NOTE: This is a very short assignment compared to future assignments. The main goal is to get you started using R with RStudio and refresh your knowledge of simple linear regression.
Attending the Week 1 Workshops and completing the Linear Regression Quiz on Canvas will help you get started.
Even though this assignment is due in on the 4th day of lectures, you should aim to finish it earlier and immediately move on to assignment 2.
Question 1. [10 Marks]
A researcher was interested in determining the relationship between students' intelligence quotient (IQ) and their score on a language exam. In particular, what was the effect of IQ on exam score? A study was carried out where a large sample of students were recruited and the results of an IQ test and their score on a language exam were recorded.
For the purposes of this assignment, you will each be using a randomly generated data set based on
the relationship found from this study. Treat this as a random sample of 50 students. The data file created for you includes the following variables:
IQ the students IQ score
Lang the students score on the language test
Make sure you change your name and ID number at the top of the assignment.
Enter your name where requested at the start of the analysis. Your name is used to create a random
seed that generates your own unique set of data for the assignment.
Comment on the plot of the data.
A simple linear regression model has been fitted and output provided. Stick with the simple linear
regression model. (DO NOT CHANGE THE FITTED MODEL)
Create a scatter plot with the fitted line from the fitted model superimposed over it.
Complete the equation of the fitted model as part of the Method and Assumption Checks.
Complete the “% of the variability” statement as part of the Method and Assumption Checks.
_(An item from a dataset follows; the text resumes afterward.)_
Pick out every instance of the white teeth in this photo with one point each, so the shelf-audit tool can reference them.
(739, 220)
Complete the Executive Summary by adding two more sentences. One sentence should be
interpreting the relevant strength of evidence in context and the other should be estimating the effect of a 10 unit increase in 工Q on the Lang.
Assignment Notes
For a lot of assignment questions, we will simply be giving you descriptions of how and why data was collected and minimal guidance. You will see how to analyse the data in the case studies in class, but here is a general approach to answering open data questions:
• Comment on the question(s) of interest or the goal(s) of the analysis .
• Look at the data (plot it, get summary statistics) and comment on it.
• Fit a model to the data
• Check the model assumptions.
• Change model and repeat checks as needed. You may have to do this more than once.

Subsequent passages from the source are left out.